Work on software-defined networking has been going on for almost two decades, but it’s only been in the past year that all of the pieces needed have been available to make a truly automated system.
But while a number of enterprises have downloaded versions of OpenFlow and other SDN components to play with there have been few software-defined networks put into production in organizations.
This week Gartner published a report for purchase studying some 30 deployments that showed increased agility, cost savings and/or improved security using SDN-based technologies. Four of those were detailed in the report including
–a U.S government agency using SDN to create a self-service development cloud;
–a consulting/services firm that needed to upgrade and expand its monitoring network in a cost-effective manner;
–a logistics company that wanted to reduce opex, enable multi-tenancy and improve agility
–and a regional bank that wanted to improve its intra-data-centre security.
In a blog Gartner’s Andrew Lerner gave away few secrets. But he did say the report estimates there are only between 500 and 1,000 mainstream deployments of SDN around the world.

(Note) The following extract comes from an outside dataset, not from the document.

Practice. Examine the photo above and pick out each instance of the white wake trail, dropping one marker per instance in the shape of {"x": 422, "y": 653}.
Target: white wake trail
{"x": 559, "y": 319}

Interestingly, roughly half of those studied use technology from vendors that are not in the top five in switching revenue, including NEC and VMware. (Other used solutions from Alcatel-Lucent, Cisco Systems Inc., Hewlett-Packard, Big Switch, Microsoft, Viptela, Plexxi and OpenDaylight.
Finally, the report concludes the biggest challenge SDN has to overcome has been organizational/cultural, not technology. SDN means that network control shifts to operations, which Lerner has been particularly difficult for network teams to accept.
As more vendors release case studies of enterprise implementations the case for when, where and how for SDN will be better made.